Re: [PATCH v6 4/4] cat-file: add --batch-command mode

Eric Sunshine <sunshine@xxxxxxxxxxxxxx> · Tue, 15 Feb 2022 14:39:27 -0500

On Mon, Feb 14, 2022 at 1:23 PM John Cai via GitGitGadget
<gitgitgadget@xxxxxxxxx> wrote:
> Add a new flag --batch-command that accepts commands and arguments
> from stdin, similar to git-update-ref --stdin.

Some relatively minor comments below. Not sure any of them are serious
enough to warrant a reroll...

> The contents command takes an <object> argument and prints out the object
> contents.
>
> The info command takes a <object> argument and prints out the object
> metadata.

s/a <object>/an <object>/

> Signed-off-by: John Cai <johncai86@xxxxxxxxx>
> ---
> diff --git a/Documentation/git-cat-file.txt b/Documentation/git-cat-file.txt
> @@ -96,6 +96,33 @@ OPTIONS
> +contents `<object>`::
> +       Print object contents for object reference `<object>`. This corresponds to
> +       the output of `--batch`.
> +
> +info `<object>`::
> +       Print object info for object reference `<object>`. This corresponds to the
> +       output of `--batch-check`.

Sorry if I wasn't clear in my earlier review, but when I suggested
s/<object>/`<object>`/, I was referring only to the body of each item,
not to the item itself (for which we do not -- I think -- ever use
`<...>`). So:

    content <object>::
        Print object contents ... `<object>`. ...

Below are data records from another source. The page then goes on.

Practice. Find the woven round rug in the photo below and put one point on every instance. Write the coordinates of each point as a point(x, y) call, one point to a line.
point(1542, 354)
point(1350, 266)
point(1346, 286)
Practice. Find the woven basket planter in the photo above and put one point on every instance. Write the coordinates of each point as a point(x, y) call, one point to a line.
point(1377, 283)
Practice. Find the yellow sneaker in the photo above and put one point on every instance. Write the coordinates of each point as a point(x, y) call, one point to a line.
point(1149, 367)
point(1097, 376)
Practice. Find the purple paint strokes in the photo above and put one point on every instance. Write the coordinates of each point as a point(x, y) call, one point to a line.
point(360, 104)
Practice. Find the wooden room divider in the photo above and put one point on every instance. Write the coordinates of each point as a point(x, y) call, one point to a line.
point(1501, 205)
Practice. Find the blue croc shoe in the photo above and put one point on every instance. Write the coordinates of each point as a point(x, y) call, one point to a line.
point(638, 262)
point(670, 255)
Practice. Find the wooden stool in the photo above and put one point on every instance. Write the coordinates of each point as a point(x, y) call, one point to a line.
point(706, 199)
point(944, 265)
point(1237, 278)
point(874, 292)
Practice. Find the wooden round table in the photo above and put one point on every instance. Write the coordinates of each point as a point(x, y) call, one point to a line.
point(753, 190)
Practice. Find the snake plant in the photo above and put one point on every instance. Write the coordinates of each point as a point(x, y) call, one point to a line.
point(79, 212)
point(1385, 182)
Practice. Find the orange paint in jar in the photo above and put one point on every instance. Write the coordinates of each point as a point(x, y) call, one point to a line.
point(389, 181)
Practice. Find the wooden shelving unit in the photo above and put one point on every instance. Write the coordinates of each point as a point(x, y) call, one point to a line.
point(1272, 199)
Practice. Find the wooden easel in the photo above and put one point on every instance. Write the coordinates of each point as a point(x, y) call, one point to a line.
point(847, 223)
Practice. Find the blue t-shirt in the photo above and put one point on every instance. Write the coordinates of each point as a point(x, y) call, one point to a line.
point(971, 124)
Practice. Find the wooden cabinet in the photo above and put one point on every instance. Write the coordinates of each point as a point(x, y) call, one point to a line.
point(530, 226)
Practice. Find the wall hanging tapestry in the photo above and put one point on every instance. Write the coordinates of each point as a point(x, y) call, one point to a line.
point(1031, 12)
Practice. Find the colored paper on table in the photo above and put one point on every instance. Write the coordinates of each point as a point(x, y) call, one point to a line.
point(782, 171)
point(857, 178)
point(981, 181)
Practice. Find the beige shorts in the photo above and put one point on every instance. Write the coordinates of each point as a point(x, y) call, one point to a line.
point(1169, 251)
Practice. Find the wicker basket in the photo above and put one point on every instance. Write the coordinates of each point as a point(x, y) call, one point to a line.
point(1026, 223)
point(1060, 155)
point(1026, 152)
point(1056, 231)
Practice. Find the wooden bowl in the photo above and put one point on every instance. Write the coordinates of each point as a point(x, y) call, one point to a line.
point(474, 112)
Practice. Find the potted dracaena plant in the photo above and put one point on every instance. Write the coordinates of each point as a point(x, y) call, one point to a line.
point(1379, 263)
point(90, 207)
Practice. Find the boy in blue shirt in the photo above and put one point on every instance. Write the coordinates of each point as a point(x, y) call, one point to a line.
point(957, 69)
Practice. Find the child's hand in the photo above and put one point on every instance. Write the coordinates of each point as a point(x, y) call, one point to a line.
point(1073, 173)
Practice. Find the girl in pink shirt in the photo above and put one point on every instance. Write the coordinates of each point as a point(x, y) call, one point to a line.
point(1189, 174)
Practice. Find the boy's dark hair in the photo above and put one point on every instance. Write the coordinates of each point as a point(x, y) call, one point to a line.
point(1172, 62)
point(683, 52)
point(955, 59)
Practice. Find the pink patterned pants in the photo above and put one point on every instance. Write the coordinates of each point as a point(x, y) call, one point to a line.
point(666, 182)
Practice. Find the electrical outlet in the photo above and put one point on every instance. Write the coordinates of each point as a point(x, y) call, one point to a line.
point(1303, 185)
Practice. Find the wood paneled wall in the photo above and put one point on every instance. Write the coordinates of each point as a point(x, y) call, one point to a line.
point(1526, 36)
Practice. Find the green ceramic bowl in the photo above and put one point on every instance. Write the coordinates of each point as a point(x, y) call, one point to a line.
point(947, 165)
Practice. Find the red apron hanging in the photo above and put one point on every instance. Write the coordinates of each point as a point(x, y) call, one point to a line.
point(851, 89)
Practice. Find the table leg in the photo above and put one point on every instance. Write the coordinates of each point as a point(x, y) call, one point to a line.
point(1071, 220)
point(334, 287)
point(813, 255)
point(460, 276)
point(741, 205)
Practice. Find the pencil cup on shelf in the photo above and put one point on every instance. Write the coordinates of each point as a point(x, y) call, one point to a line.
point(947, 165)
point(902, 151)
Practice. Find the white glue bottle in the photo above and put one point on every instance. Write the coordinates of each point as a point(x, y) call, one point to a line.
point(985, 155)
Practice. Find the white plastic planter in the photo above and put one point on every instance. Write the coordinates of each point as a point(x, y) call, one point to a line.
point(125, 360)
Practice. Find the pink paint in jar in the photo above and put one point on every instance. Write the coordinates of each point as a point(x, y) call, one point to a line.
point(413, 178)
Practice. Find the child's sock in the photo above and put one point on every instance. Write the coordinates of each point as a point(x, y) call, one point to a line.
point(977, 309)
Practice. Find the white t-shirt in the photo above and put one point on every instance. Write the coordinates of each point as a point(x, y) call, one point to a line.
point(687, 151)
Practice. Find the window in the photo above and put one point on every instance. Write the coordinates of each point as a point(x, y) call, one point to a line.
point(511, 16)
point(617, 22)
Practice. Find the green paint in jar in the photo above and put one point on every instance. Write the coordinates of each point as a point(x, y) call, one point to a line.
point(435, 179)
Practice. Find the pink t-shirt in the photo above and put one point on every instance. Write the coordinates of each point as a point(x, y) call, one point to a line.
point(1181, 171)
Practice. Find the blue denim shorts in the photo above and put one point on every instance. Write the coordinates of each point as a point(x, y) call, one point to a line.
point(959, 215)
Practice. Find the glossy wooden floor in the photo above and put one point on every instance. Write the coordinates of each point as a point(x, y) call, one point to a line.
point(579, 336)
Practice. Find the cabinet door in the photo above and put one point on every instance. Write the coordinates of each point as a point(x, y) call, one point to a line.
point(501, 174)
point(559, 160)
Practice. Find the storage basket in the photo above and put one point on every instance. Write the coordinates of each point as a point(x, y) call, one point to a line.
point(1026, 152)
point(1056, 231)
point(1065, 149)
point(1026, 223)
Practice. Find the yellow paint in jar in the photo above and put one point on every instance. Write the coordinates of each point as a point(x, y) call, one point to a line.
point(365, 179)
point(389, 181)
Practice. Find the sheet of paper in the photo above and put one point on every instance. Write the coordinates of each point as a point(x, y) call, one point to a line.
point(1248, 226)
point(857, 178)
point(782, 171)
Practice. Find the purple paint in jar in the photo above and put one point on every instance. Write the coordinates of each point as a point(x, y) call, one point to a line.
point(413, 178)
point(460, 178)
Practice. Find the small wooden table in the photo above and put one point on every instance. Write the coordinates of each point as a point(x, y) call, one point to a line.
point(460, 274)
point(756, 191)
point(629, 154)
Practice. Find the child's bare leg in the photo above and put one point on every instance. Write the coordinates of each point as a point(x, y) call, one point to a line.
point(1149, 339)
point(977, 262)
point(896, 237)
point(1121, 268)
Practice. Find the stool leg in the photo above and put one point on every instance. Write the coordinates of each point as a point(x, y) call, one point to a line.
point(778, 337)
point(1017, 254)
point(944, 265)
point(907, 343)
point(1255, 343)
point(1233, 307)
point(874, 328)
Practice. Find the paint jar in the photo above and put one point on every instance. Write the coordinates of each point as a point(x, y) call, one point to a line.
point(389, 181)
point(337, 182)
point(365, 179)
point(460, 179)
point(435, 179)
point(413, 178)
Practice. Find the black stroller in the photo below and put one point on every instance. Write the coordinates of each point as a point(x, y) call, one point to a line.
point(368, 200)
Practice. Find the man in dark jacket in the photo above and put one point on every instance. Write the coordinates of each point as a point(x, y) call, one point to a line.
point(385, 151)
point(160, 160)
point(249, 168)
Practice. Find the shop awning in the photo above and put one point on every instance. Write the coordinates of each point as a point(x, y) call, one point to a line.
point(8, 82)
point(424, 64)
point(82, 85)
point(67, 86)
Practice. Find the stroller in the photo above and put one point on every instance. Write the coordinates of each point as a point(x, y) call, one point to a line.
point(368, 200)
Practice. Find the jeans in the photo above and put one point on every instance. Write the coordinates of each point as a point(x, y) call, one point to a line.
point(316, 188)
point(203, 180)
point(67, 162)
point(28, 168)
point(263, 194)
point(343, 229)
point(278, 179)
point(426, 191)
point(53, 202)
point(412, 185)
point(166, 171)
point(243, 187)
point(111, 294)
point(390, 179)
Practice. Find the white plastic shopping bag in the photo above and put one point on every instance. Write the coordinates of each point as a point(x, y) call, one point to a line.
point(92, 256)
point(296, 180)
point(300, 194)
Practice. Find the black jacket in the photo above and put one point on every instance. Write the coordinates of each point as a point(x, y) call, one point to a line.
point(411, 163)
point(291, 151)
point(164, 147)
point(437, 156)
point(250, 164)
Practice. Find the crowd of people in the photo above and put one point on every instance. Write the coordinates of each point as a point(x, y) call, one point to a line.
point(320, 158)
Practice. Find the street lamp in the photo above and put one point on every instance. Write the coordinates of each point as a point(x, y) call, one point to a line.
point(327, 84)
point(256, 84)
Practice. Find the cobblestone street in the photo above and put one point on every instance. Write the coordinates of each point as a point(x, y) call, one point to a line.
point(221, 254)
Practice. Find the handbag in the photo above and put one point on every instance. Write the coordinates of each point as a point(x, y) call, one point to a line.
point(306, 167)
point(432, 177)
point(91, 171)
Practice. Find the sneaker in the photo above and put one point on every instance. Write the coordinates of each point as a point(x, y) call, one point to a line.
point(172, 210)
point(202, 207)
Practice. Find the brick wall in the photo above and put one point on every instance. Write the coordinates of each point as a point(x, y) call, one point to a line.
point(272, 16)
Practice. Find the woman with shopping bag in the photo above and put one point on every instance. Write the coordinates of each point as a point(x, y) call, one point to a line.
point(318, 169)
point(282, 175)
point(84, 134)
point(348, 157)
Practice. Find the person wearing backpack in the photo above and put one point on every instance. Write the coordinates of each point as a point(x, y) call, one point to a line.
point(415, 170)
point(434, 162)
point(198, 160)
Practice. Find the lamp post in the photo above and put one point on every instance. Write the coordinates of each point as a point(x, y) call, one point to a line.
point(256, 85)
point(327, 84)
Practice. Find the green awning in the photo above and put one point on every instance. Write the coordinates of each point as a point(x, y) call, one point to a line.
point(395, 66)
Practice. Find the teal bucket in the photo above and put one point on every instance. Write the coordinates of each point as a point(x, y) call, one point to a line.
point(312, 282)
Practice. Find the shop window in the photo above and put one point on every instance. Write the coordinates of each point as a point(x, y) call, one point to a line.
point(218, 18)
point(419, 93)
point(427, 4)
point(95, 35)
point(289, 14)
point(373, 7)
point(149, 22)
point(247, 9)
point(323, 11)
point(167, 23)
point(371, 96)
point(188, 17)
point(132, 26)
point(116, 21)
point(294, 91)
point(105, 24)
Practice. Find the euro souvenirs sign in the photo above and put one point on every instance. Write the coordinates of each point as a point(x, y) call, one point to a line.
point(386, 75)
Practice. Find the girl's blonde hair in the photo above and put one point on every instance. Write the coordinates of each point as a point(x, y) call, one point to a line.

As mentioned in my earlier review, I think the SYNOPSIS also needs an
update to mention --batch-command.

> diff --git a/builtin/cat-file.c b/builtin/cat-file.c
> @@ -513,6 +514,129 @@ static int batch_unordered_packed(const struct object_id *oid,
> +static void dispatch_calls(struct batch_options *opt,
> +               struct strbuf *output,
> +               struct expand_data *data,
> +               struct queued_cmd *cmd,
> +               int nr)
> +{
> +       int i;
> +
> +       for (i = 0; i < nr; i++){

Style: for (...) {

> +               cmd[i].fn(opt, cmd[i].line, output, data);
> +               free(cmd[i].line);
> +       }
> +
> +       fflush(stdout);
> +}

If I recall correctly, Junio suggested calling free() within this
loop, but this feels like an incorrect separation of concerns since it
doesn't also reset the caller's `nr` to 0. If (for some reason),
dispatch_calls() is invoked twice in a row without resetting `nr` to 0
in between the calls, then the dispatched commands will be called with
a pointer to freed memory.

One somewhat ugly way to fix this potential problem would be for this
function to clear `nr`:

    static void dispatch_calls(..., int *nr)
    {
        for (...) {
            cmd[i].fn(...);
            free(cmd[i].line);
        }
        *nr = 0;
        flush(stdout);
    }

But, as this is a private helper, the code as presented in the patch
may be "good enough" even though it's a bit fragile.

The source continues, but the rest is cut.